Watching this explanation I’m slightly curious whether things like materialize and noria are a bit limited in that this could be a paradigm for an actual functional reactive programming language rather than specifically a “data” thing. It appears to have the structure of nested contexts (loops, scopes, etc) advocated by structured programming (ie “goto considered harmful”). It can reliably calculate an answer at each point in time for each state of input, concurrently and with parallelism. Even if there are multiple inputs with their own notion of time (not covered in the video). That’s, like, the holy grail of PLT these days, isn’t it? Or am I missing something?
Yes, we consider ourselves an “open core” company. Timely and differential, the core compute engine, are fully open source projects, but the Materialize layer atop is licensed under the “Business Source License” (BSL).
We think the BSL strikes a good balance between giving back to the community—four years after every release, the code is automatically relicensed under Apache 2—and ensuring we can build a viable business. And you’re free to use Materialize for any purpose in a non-distributed (i.e., single node) deployment without paying for an enterprise license.
In my opinion dataflow is the only true representation of computations. Unlike normal code, it represents dependencies and parallel computation perfectly. Because of this, it is also a great basis for a hardware implementation.
Although in conventional languages with control flow, we're more used to how they're done, both branching and looping can be done straightforwardly in dataflow without introducing any non-dataflow constructs - just graphs with vertices connected by edges.
BTW, in case anyone's wondering why there have been no recent updates to the pages on my visual dataflow language, it's because the many improvements I've been making, particularly big changes to the type system, have required a lot more work than I expected. I haven't abandoned work on it, but it will still be some time before it's ready for release.
Those show that it's possible, not necessarily that it's a good interface to make those parts of programs. Houdini's shader language has had branching done in a data flow graph for a long time. Touch designer has a kind of looping construct too. You might want to take a look at these domain specific interfaces if you are doing your own graph, they are well done.
Fundamentally though, the density of text expressions exceeds a data flow graph by a huge margin. If what is being done isn't fundamentally a directed acyclic graph, visualizing it with a graph becomes more difficult to absorb than the expressions as text.

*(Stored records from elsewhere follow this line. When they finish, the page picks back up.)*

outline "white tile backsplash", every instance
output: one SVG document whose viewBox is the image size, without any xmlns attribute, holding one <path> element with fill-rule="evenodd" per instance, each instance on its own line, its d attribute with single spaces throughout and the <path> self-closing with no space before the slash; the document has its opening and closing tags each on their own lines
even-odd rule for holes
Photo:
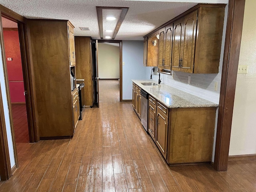
<svg viewBox="0 0 256 192">
<path fill-rule="evenodd" d="M 191 84 L 188 83 L 191 76 Z M 193 74 L 172 71 L 172 75 L 161 74 L 162 83 L 166 84 L 215 103 L 219 103 L 221 74 Z M 153 78 L 158 80 L 158 76 Z M 218 90 L 214 90 L 214 84 L 218 83 Z"/>
</svg>

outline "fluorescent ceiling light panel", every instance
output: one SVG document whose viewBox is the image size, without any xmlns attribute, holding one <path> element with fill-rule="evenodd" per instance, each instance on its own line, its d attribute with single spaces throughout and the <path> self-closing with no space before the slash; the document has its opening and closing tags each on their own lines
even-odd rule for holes
<svg viewBox="0 0 256 192">
<path fill-rule="evenodd" d="M 114 20 L 116 20 L 116 19 L 114 17 L 107 17 L 106 19 L 109 21 L 114 21 Z"/>
</svg>

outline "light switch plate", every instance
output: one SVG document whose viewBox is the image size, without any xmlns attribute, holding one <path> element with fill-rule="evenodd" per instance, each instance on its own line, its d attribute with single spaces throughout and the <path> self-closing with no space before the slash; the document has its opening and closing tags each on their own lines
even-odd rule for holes
<svg viewBox="0 0 256 192">
<path fill-rule="evenodd" d="M 248 66 L 238 65 L 237 73 L 248 73 Z"/>
<path fill-rule="evenodd" d="M 189 84 L 191 83 L 191 76 L 190 75 L 188 76 L 188 83 Z"/>
</svg>

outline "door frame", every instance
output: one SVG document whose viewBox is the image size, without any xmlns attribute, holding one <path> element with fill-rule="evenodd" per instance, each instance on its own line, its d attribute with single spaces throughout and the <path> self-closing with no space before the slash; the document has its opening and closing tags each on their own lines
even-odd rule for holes
<svg viewBox="0 0 256 192">
<path fill-rule="evenodd" d="M 119 44 L 119 79 L 120 87 L 119 88 L 119 100 L 120 102 L 123 101 L 123 45 L 122 40 L 108 40 L 99 39 L 98 43 L 113 43 Z M 97 50 L 98 52 L 98 50 Z M 97 62 L 98 67 L 98 62 Z"/>
<path fill-rule="evenodd" d="M 214 168 L 228 169 L 245 0 L 229 0 L 224 48 Z"/>
<path fill-rule="evenodd" d="M 26 26 L 26 19 L 21 15 L 15 13 L 2 5 L 0 5 L 0 45 L 1 48 L 2 61 L 4 68 L 4 73 L 5 80 L 5 84 L 6 88 L 6 94 L 7 98 L 7 102 L 9 110 L 9 117 L 10 121 L 11 132 L 14 159 L 16 168 L 18 167 L 18 162 L 16 142 L 15 141 L 12 113 L 10 100 L 9 81 L 7 73 L 6 62 L 6 60 L 4 50 L 3 28 L 2 22 L 2 17 L 17 23 L 18 25 L 19 38 L 20 40 L 20 53 L 22 65 L 22 72 L 24 82 L 24 86 L 25 91 L 26 91 L 26 101 L 28 117 L 28 127 L 30 141 L 30 142 L 37 142 L 40 140 L 39 132 L 37 124 L 38 116 L 36 113 L 36 101 L 35 97 L 35 89 L 34 80 L 34 72 L 32 62 L 31 60 L 30 50 L 29 49 L 29 38 L 28 29 Z M 0 152 L 3 155 L 4 158 L 2 162 L 4 163 L 0 163 L 0 176 L 1 180 L 9 179 L 12 175 L 12 168 L 10 163 L 10 156 L 8 151 L 7 137 L 5 124 L 4 109 L 2 105 L 2 92 L 0 96 Z M 1 156 L 2 155 L 1 155 Z M 15 167 L 14 168 L 15 169 Z"/>
</svg>

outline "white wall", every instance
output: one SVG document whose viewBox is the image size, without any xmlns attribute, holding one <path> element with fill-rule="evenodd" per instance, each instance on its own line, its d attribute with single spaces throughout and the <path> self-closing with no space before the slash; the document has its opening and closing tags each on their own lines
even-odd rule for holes
<svg viewBox="0 0 256 192">
<path fill-rule="evenodd" d="M 0 58 L 2 58 L 2 50 L 1 50 L 1 47 L 0 47 Z M 7 103 L 7 96 L 5 82 L 2 60 L 2 59 L 0 59 L 0 82 L 1 82 L 1 91 L 2 92 L 2 96 L 3 99 L 3 105 L 4 106 L 4 118 L 6 128 L 9 154 L 10 154 L 11 167 L 12 168 L 15 165 L 15 160 L 13 150 L 13 144 L 12 143 L 12 138 L 11 126 L 9 116 L 9 109 Z"/>
<path fill-rule="evenodd" d="M 132 80 L 145 79 L 148 67 L 143 66 L 143 41 L 122 41 L 122 43 L 123 99 L 131 100 Z"/>
<path fill-rule="evenodd" d="M 248 74 L 238 74 L 230 155 L 256 154 L 256 1 L 246 0 L 239 65 Z"/>
<path fill-rule="evenodd" d="M 99 77 L 101 79 L 119 78 L 119 47 L 98 43 Z"/>
<path fill-rule="evenodd" d="M 172 71 L 172 76 L 161 74 L 160 78 L 162 78 L 162 83 L 214 103 L 219 104 L 228 8 L 228 5 L 227 5 L 225 10 L 219 73 L 218 74 L 192 74 Z M 147 73 L 148 72 L 148 70 L 147 70 Z M 150 72 L 149 74 L 150 74 Z M 191 84 L 188 83 L 188 76 L 191 76 Z M 148 76 L 148 75 L 147 74 L 146 76 Z M 153 79 L 158 81 L 158 77 L 157 76 L 154 76 Z M 217 91 L 215 91 L 214 89 L 214 84 L 216 82 L 218 83 Z M 216 111 L 214 146 L 212 149 L 212 162 L 214 161 L 215 153 L 218 111 L 217 108 Z"/>
</svg>

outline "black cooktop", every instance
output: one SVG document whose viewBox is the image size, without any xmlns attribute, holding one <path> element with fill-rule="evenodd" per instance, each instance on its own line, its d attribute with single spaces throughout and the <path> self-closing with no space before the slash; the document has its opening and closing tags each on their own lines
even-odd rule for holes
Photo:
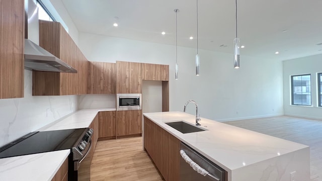
<svg viewBox="0 0 322 181">
<path fill-rule="evenodd" d="M 34 132 L 0 148 L 0 158 L 71 149 L 87 128 Z"/>
</svg>

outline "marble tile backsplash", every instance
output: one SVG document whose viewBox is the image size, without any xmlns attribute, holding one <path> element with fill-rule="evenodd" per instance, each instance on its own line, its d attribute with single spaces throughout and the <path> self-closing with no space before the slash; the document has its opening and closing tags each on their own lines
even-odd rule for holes
<svg viewBox="0 0 322 181">
<path fill-rule="evenodd" d="M 0 146 L 78 109 L 78 96 L 32 96 L 32 72 L 25 70 L 24 98 L 0 100 Z"/>
<path fill-rule="evenodd" d="M 114 108 L 116 95 L 87 95 L 78 98 L 79 109 Z"/>
</svg>

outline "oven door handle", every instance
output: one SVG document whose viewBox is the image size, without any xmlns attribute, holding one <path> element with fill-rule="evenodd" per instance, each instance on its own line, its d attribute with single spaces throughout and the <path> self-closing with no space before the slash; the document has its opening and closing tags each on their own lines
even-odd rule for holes
<svg viewBox="0 0 322 181">
<path fill-rule="evenodd" d="M 87 156 L 87 155 L 88 155 L 89 153 L 90 153 L 90 152 L 91 151 L 91 149 L 92 148 L 92 140 L 91 140 L 90 141 L 89 143 L 90 144 L 90 148 L 89 148 L 89 149 L 87 150 L 87 152 L 85 154 L 85 155 L 84 156 L 83 156 L 83 158 L 82 158 L 82 159 L 80 160 L 80 161 L 79 161 L 79 162 L 78 162 L 79 163 L 82 163 L 83 160 L 84 160 L 84 159 L 85 159 L 85 158 L 86 157 L 86 156 Z"/>
<path fill-rule="evenodd" d="M 217 181 L 220 181 L 220 179 L 216 177 L 214 175 L 209 173 L 208 171 L 206 170 L 205 169 L 199 166 L 198 164 L 197 164 L 195 162 L 193 161 L 193 160 L 190 158 L 188 155 L 186 153 L 185 151 L 183 150 L 180 150 L 180 154 L 185 161 L 188 164 L 189 164 L 191 167 L 196 171 L 197 171 L 198 173 L 200 173 L 204 176 L 209 175 L 212 178 L 215 179 Z"/>
</svg>

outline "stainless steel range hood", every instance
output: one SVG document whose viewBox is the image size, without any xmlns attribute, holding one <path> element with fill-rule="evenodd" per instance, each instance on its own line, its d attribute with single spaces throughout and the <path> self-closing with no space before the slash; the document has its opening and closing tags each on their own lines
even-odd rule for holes
<svg viewBox="0 0 322 181">
<path fill-rule="evenodd" d="M 25 39 L 25 67 L 38 71 L 77 73 L 74 68 L 28 39 Z"/>
<path fill-rule="evenodd" d="M 39 23 L 38 7 L 33 0 L 25 0 L 25 37 L 27 38 L 25 39 L 25 68 L 37 71 L 77 73 L 77 70 L 70 65 L 36 44 L 39 39 Z"/>
</svg>

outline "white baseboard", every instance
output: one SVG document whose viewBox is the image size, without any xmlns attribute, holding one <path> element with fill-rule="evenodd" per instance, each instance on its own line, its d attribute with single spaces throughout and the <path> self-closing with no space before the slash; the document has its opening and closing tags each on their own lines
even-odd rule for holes
<svg viewBox="0 0 322 181">
<path fill-rule="evenodd" d="M 320 117 L 319 118 L 319 117 L 307 116 L 304 116 L 304 115 L 294 115 L 294 114 L 284 114 L 284 115 L 293 116 L 293 117 L 300 117 L 300 118 L 308 118 L 308 119 L 317 119 L 317 120 L 322 120 L 322 118 L 320 118 Z"/>
<path fill-rule="evenodd" d="M 283 115 L 284 115 L 283 114 L 275 114 L 266 115 L 261 115 L 261 116 L 249 116 L 249 117 L 223 119 L 220 119 L 220 120 L 215 120 L 215 121 L 218 121 L 218 122 L 226 122 L 226 121 L 237 121 L 237 120 L 242 120 L 250 119 L 267 118 L 267 117 L 270 117 L 283 116 Z"/>
</svg>

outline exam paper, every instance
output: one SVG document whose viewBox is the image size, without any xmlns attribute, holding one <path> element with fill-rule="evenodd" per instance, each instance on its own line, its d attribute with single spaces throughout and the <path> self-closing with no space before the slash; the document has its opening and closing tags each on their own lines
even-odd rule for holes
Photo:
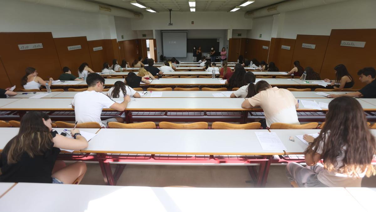
<svg viewBox="0 0 376 212">
<path fill-rule="evenodd" d="M 275 132 L 255 132 L 256 137 L 264 150 L 278 150 L 284 151 L 286 149 Z"/>
<path fill-rule="evenodd" d="M 313 101 L 309 101 L 307 100 L 300 100 L 302 104 L 303 105 L 303 107 L 306 108 L 312 108 L 316 110 L 321 110 L 321 108 L 318 106 L 317 103 Z"/>
</svg>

I looked at the data flow paradigm a couple of years ago. Back then I thought that the difference to just a "ordinary" functions is not that big, and for performance (which is important for my data work), you do not want to deviate from the traditional way too much.
Anyone felt the same or can provide a real-world problem, where data flow is actually working better that other solutions?
It’s like a cache, except it keeps itself in sync with the database automatically and generates “materialised views” using data-flows based on the queries that get asked of it and will automatically generate new ones if someone makes a query it doesn’t already have a data flow for. Parts of data flows can also be shared across views.
The paper linked in the github goes into detail about the performance gains, but it easily outperforms straight database calls and caching setups.
If your functions are transforming chunks of data into other formats/types, you are already doing what data flow graphs are doing. Generalizing can give much more structured concurrency.
Watching this explanation I’m slightly curious whether things like materialize and noria are a bit limited in that this could be a paradigm for an actual functional reactive programming language rather than specifically a “data” thing. It appears to have the structure of nested contexts (loops, scopes, etc) advocated by structured programming (ie “goto considered harmful”). It can reliably calculate an answer at each point in time for each state of input, concurrently and with parallelism. Even if there are multiple inputs with their own notion of time (not covered in the video). That’s, like, the holy grail of PLT these days, isn’t it? Or am I missing something?